Carbon filters remove VOCs through a process called adsorption. The carbon particles have a lot of surface area, which allows them to absorb chemicals like a sponge or Velcro. The molecules that cause odors and VOCs attach to the surface of the carbon filter, which is covered with cracks and pores.

To make a carbon filter, the carbon is treated through high temperatures and steam to open up its pores and fissures. Activated carbon is the most common type of carbon used to filter air. It is also used in water filtration to eliminate chlorine and its byproducts, as well as other organic chemicals like VOCs and odors.

When VOC gases come into contact with the carbon filter, they pass through the largest pores on its surface. Then, through a process of diffusion, they move into the smallest pores until they are trapped and can no longer escape. This is how a carbon filter can capture VOCs like tobacco smoke, paint fumes, disinfectant sprays, and air fresheners.

To reduce VOCs in your home, it is a good idea to increase ventilation and use less products that release these chemicals. It is also a good idea to store any opened containers of paint or other VOC-releasing products in a separate storage space, away from living areas. You can also reduce VOCs by using fewer chemicals and by choosing green cleaners.

Removal of Pesticides

Carbon filters remove many different types of pesticides. They do this through a process called adsorption, which adheres chemical contaminants to the surface of carbon much like Velcro sticks to fabric. Activated carbon has an enormous surface area and can be used to treat liquids, air or even solids.

Besides removing chlorine, bad tastes and odors, carbon can also reduce VOCs and a wide range of other toxic chemicals including herbicides, pesticides, pharmaceuticals and industrial solvents. A good carbon water filter can also remove PFAS, which are synthetic chemicals found in a variety of household and commercial products such as firefighting foam, metal plating and stain repellents. They’ve been shown to bioaccumulate in humans and can leach into groundwater.

High-quality activated carbon filters can be used to remove the most common 14 pesticides, including lindane, chlordecone, chlordane, heptachlor and glyphosate (Round-up). They can also reduce a dozen commonly used herbicides, such as 2,4-D, atrazine and pyrethrins. Most of these are used hand-in-hand with pesticides to kill weeds and increase the production of desired crops in agriculture, but they can often end up in local water supplies through improper or uncontrolled agricultural runoff.

Removal of Heavy Metals

Carbon filters can remove heavy metals through a process called adsorption. This occurs when a particle with a negative charge is attracted to a positively charged molecule such as a metal ion. This is how carbon is used in air and water filtration, in some methods of coffee decaffeination, and in adsorption beds for industrial gas processing.
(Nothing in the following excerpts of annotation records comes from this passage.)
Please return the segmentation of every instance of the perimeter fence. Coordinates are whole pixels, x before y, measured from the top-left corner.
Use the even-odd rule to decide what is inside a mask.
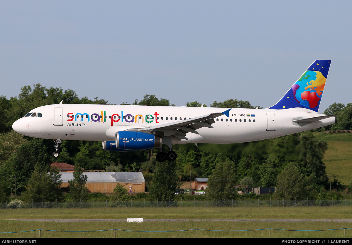
[[[15,200],[0,203],[0,209],[32,208],[77,208],[98,207],[270,207],[352,206],[352,200],[246,200],[133,201],[116,201],[43,202],[25,202]]]

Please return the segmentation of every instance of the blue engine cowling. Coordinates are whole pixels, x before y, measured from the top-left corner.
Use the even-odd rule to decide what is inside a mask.
[[[161,147],[160,137],[146,133],[133,131],[120,131],[115,134],[116,148],[136,151]]]
[[[103,149],[109,151],[133,151],[131,150],[118,149],[116,148],[116,143],[115,141],[102,141]]]

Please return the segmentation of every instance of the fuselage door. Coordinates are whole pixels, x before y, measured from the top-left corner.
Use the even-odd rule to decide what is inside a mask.
[[[266,131],[275,131],[275,113],[267,113],[268,126]]]
[[[54,125],[62,126],[62,107],[54,107]]]

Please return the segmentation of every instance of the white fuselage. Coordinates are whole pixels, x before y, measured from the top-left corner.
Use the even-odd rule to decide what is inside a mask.
[[[36,113],[36,117],[20,118],[14,123],[13,128],[24,135],[43,139],[111,141],[115,140],[118,131],[174,122],[228,109],[60,104],[32,110],[30,112]],[[41,117],[38,117],[39,113]],[[322,114],[301,108],[232,108],[228,117],[223,115],[214,119],[213,128],[202,127],[197,130],[199,134],[188,133],[188,139],[173,140],[172,143],[249,142],[301,132],[335,122],[333,117],[304,125],[293,121],[319,115]],[[168,136],[167,131],[165,133],[164,136]]]

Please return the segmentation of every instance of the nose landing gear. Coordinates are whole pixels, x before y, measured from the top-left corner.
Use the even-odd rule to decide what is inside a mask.
[[[61,144],[61,140],[60,139],[57,139],[56,140],[54,140],[55,142],[55,145],[54,147],[55,147],[55,151],[52,153],[51,156],[54,158],[57,158],[59,157],[59,149],[61,147],[60,145]]]

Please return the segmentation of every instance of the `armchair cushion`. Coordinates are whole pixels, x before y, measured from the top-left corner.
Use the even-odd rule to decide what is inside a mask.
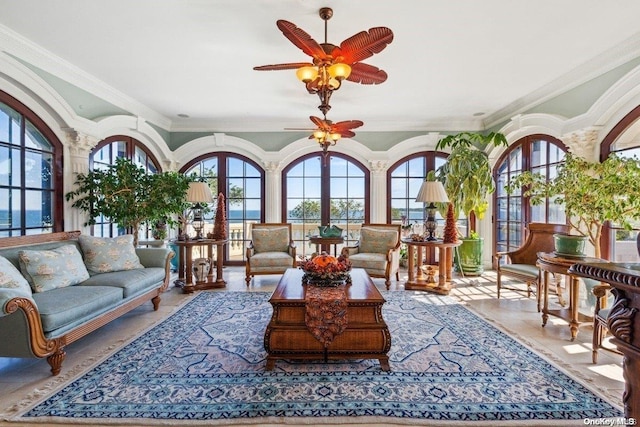
[[[287,252],[289,250],[289,228],[255,228],[252,231],[253,250],[260,252]],[[253,263],[253,259],[251,261]]]
[[[364,268],[365,270],[376,270],[384,274],[387,268],[387,255],[373,252],[359,253],[349,256],[351,265],[356,268]]]
[[[531,279],[537,279],[540,270],[535,265],[530,264],[503,264],[500,270],[509,273],[516,273],[521,276],[530,276]]]
[[[293,265],[293,258],[287,252],[263,252],[251,257],[251,270],[260,272],[260,269],[273,270],[274,268],[287,269]]]
[[[360,230],[360,249],[364,253],[384,253],[396,247],[398,233],[395,230],[377,230],[362,227]]]

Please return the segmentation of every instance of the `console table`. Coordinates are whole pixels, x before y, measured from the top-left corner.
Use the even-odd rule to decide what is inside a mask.
[[[571,274],[611,285],[616,299],[607,326],[611,342],[624,355],[622,403],[627,420],[640,418],[640,264],[588,262],[572,265]]]
[[[171,243],[178,247],[180,251],[180,261],[178,265],[178,280],[176,284],[182,284],[184,293],[189,294],[193,291],[202,289],[224,288],[227,282],[222,278],[222,261],[224,259],[224,245],[227,240],[174,240]],[[206,280],[202,282],[193,282],[193,248],[196,246],[206,247],[207,256],[210,262],[209,274]],[[216,247],[215,259],[213,247]],[[205,258],[203,256],[203,258]],[[213,265],[215,261],[216,275],[213,277]]]
[[[341,245],[344,243],[344,237],[342,236],[338,236],[338,237],[322,237],[322,236],[310,236],[309,237],[309,242],[311,242],[312,244],[316,245],[316,253],[318,255],[320,255],[320,249],[321,246],[329,246],[329,245],[333,245],[333,255],[334,256],[338,256],[338,245]],[[324,248],[322,248],[324,249]],[[331,251],[329,251],[330,253]]]
[[[542,326],[547,324],[549,315],[560,317],[561,319],[569,322],[569,329],[571,331],[571,341],[574,341],[578,336],[578,329],[581,322],[590,322],[593,318],[586,316],[578,311],[578,294],[579,294],[579,278],[569,271],[569,268],[582,262],[598,262],[602,261],[599,258],[580,257],[580,258],[567,258],[558,256],[552,252],[538,252],[538,261],[536,267],[540,269],[542,273],[541,286],[542,286]],[[549,309],[549,273],[563,274],[567,276],[567,287],[569,288],[569,307],[558,310]]]
[[[378,359],[382,370],[390,370],[391,334],[382,318],[385,300],[367,272],[354,268],[351,284],[341,285],[347,296],[347,327],[326,349],[305,323],[306,288],[313,285],[302,284],[303,274],[297,268],[287,269],[269,299],[273,315],[264,333],[266,370],[272,370],[278,359]]]
[[[407,245],[407,257],[409,258],[409,279],[404,288],[449,295],[451,291],[451,271],[453,269],[453,248],[460,246],[462,242],[444,243],[442,240],[420,242],[405,238],[402,239],[402,243]],[[422,271],[423,248],[438,248],[437,282],[433,276],[425,277]]]

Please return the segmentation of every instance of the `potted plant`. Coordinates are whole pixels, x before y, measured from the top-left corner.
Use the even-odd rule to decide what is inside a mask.
[[[489,195],[495,191],[495,182],[491,173],[489,156],[484,151],[493,145],[507,146],[506,137],[497,132],[481,134],[477,132],[461,132],[442,138],[436,150],[450,148],[447,162],[437,170],[437,179],[444,185],[449,200],[453,203],[454,218],[457,221],[460,213],[469,220],[468,236],[462,237],[462,244],[457,248],[456,268],[466,274],[482,274],[484,239],[473,229],[475,219],[482,219],[489,207]],[[444,205],[446,209],[448,206]],[[445,216],[446,212],[442,213]]]
[[[602,229],[607,221],[626,230],[640,219],[640,160],[611,154],[603,162],[590,162],[571,153],[547,180],[529,171],[506,186],[509,194],[522,189],[532,205],[546,198],[564,206],[572,234],[586,236],[601,257]]]
[[[100,215],[133,233],[138,244],[140,226],[165,221],[186,207],[190,178],[177,172],[148,174],[125,158],[117,158],[106,169],[76,176],[76,189],[66,194],[72,206],[89,214],[85,225],[93,225]]]

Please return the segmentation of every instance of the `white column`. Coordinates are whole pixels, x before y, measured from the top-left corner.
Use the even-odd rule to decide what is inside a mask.
[[[266,222],[282,222],[282,167],[279,162],[265,162],[264,169],[264,219]]]
[[[387,162],[375,160],[369,162],[371,170],[370,215],[372,223],[387,222]]]
[[[76,187],[75,180],[77,174],[86,174],[89,171],[89,153],[98,143],[98,139],[93,136],[77,132],[74,129],[66,129],[66,155],[65,155],[65,179],[64,193],[73,191]],[[70,171],[71,173],[68,173]],[[66,231],[81,230],[83,234],[89,234],[89,227],[85,226],[88,216],[84,211],[71,206],[73,201],[64,204],[64,229]]]

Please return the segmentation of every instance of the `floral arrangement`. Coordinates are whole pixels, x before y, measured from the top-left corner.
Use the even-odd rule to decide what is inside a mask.
[[[311,283],[317,286],[338,286],[343,283],[351,283],[351,262],[349,258],[340,255],[338,258],[327,255],[317,255],[300,263],[300,269],[304,271],[302,283]]]

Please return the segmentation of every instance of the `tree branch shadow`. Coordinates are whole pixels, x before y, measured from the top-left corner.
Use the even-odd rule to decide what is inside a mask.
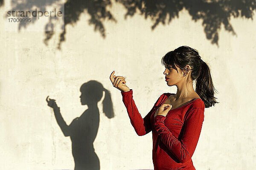
[[[3,0],[0,0],[3,1]],[[50,5],[56,1],[49,0],[42,2],[37,0],[23,0],[23,3],[16,5],[14,9],[31,9],[33,6],[44,9],[47,6]],[[152,30],[160,23],[165,25],[166,22],[169,24],[173,19],[178,18],[180,12],[185,9],[188,11],[193,20],[196,22],[199,20],[202,20],[202,26],[204,28],[207,39],[218,46],[219,32],[222,24],[226,31],[236,35],[230,23],[231,17],[253,20],[254,11],[256,11],[255,0],[115,0],[115,2],[122,4],[126,8],[127,12],[124,16],[125,19],[128,16],[132,17],[137,12],[144,16],[145,19],[150,17],[154,23],[151,26]],[[73,26],[79,20],[81,14],[85,10],[90,17],[88,24],[94,26],[94,31],[99,32],[102,38],[105,38],[106,29],[103,21],[108,19],[117,22],[111,12],[107,9],[111,5],[111,0],[67,0],[63,6],[64,11],[64,23],[62,26],[63,31],[60,35],[58,48],[61,49],[61,43],[65,40],[66,26],[69,24]],[[35,21],[32,19],[32,21],[33,23]],[[50,19],[46,26],[44,42],[47,45],[55,33],[53,31],[50,31],[53,30],[54,28],[54,25],[52,21],[52,19]],[[21,25],[19,28],[22,26],[26,27],[27,24],[20,23]],[[46,28],[49,28],[50,31],[47,31]]]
Carbon water filters use granular or block carbon that is “activated” using either heat or chemicals to increase its surface area, which dramatically increases its ability to attract and hold contaminants. One gram of activated carbon has a surface area that’s equal to more than 30,000 square feet. This massive surface area is why carbon’s adsorption powers are so effective.

Activated carbon’s capacity to remove contaminant particles from drinking water depends on the quality of the carbon, the design of the filter, and the size of the carbon granules or blocks. Generally speaking, solid carbon block filters perform better than granular activated carbon (GAC) filters.

Several heavy metals, such as copper and lead, are toxic at low to moderate concentrations over prolonged periods of time. They can cause gastrointestinal issues, liver or kidney damage, and even lead to nerve problems, memory loss, or seizures. Carbon water filters are very effective at removing these and other harmful metals from drinking water. However, they are not as effective at removing fluoride, nitrates, and sodium. These contaminants are best removed through reverse osmosis or distillation in combination with a high-quality carbon filter.